New in v1.9.1: Instructor now ships with built-in caching support for all providers. Simply pass a cache adapter when creating your client to dramatically reduce API costs and improve response times.

Starting with Instructor v1.9.1, we've introduced native caching support that makes optimization effortless. Instead of implementing complex caching decorators or wrapper functions, you can now pass a cache adapter directly to from_provider() and automatically cache all your structured LLM calls.

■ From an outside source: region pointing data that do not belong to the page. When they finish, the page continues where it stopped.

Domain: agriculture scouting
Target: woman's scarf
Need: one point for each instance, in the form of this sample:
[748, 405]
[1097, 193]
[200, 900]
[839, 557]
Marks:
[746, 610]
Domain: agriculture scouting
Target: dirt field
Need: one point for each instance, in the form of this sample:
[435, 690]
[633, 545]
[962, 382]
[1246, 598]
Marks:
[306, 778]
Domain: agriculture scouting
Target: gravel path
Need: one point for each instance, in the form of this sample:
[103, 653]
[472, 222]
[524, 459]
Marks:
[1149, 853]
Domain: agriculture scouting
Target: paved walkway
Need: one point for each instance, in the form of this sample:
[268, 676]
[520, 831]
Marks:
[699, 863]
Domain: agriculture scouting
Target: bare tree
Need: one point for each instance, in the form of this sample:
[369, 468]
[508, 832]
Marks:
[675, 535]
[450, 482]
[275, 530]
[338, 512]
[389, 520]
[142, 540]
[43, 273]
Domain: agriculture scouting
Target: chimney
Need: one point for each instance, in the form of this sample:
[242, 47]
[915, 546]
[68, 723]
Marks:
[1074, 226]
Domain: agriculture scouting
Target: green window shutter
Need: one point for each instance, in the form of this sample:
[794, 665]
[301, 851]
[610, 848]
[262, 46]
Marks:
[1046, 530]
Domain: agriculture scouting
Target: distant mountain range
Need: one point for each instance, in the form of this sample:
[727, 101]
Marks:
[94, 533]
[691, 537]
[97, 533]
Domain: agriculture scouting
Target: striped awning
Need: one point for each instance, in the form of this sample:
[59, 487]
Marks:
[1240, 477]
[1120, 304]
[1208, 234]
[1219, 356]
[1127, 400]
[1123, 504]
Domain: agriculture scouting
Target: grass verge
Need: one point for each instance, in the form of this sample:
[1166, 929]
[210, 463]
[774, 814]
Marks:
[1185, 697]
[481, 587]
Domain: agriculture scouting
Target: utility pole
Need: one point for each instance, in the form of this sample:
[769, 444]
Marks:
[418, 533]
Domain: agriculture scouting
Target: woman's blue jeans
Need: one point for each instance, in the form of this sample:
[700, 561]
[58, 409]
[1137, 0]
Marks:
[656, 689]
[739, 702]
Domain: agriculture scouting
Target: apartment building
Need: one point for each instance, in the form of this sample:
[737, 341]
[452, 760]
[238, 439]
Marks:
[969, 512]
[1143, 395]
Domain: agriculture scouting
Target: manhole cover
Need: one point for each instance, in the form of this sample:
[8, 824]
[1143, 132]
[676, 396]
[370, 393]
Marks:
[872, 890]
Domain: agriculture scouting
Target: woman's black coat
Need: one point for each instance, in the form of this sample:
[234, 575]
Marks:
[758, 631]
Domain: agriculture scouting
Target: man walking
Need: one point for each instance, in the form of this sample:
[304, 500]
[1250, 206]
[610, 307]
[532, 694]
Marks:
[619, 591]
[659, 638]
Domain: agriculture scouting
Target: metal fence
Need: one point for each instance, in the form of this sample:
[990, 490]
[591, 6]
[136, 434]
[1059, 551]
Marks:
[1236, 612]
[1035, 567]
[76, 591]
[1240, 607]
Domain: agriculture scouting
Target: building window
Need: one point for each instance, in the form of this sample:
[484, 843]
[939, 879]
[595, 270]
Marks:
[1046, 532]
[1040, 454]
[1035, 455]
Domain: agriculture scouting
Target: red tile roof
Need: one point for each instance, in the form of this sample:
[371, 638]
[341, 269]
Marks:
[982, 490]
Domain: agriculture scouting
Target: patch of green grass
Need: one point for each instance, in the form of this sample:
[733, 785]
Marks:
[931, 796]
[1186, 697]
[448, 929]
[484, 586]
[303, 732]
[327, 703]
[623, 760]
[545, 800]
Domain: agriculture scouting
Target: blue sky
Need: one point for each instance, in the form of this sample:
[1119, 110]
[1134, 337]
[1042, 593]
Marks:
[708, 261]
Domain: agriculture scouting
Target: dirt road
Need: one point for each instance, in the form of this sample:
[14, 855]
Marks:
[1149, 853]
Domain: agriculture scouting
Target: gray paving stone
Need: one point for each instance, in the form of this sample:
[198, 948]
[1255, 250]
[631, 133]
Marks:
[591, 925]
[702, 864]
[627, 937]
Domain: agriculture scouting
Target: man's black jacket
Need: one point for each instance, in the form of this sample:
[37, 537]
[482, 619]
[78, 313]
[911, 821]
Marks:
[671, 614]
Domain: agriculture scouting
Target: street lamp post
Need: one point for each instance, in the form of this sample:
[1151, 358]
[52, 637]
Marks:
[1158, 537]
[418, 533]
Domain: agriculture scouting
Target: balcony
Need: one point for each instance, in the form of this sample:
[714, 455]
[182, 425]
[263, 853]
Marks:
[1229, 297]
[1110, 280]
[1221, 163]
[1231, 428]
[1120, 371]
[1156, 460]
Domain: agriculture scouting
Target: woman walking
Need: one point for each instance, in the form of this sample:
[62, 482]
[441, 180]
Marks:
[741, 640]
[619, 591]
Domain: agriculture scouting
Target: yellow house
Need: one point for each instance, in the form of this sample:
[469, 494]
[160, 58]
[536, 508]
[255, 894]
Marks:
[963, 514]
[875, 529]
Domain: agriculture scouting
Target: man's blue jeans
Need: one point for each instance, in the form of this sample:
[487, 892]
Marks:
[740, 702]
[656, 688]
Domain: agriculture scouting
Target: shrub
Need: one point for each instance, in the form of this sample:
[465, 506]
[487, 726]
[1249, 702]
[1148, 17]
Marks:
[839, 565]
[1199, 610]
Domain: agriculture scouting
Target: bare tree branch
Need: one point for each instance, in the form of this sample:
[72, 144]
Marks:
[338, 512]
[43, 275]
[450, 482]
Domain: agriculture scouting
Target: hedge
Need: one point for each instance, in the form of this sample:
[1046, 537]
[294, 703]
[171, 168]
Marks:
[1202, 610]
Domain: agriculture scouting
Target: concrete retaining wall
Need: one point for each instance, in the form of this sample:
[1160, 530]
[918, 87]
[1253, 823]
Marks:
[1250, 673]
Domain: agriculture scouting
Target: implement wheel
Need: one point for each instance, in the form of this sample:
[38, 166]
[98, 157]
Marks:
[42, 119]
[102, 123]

The Game Changer: Built-in Caching

Before v1.9.1, caching required custom decorators and manual implementation. Now, it's as simple as:

from instructor import from_provider
from instructor.cache import AutoCache

# Works with any provider - caching flows through automatically
client = from_provider(
    "openai/gpt-4o",
    cache=AutoCache(maxsize=1000)
)

# Your normal calls are now cached automatically
from pydantic import BaseModel

class User(BaseModel):
    name: str
    age: int

first = client.create(
    messages=[{"role": "user", "content": "Extract: John is 25"}],
    response_model=User
)

second = client.create(
    messages=[{"role": "user", "content": "Extract: John is 25"}],
    response_model=User
)

# second call was served from cache - same result, zero cost!
assert first.name == second.name

Universal Provider Support

The beauty of native caching is that it works with every provider through the same simple API:

from instructor.cache import AutoCache, DiskCache

# Works with OpenAI
openai_client = from_provider("openai/gpt-3.5-turbo", cache=AutoCache())

# Works with Anthropic  
anthropic_client = from_provider("anthropic/claude-3-haiku", cache=AutoCache())

# Works with Google
google_client = from_provider("google/gemini-pro", cache=DiskCache())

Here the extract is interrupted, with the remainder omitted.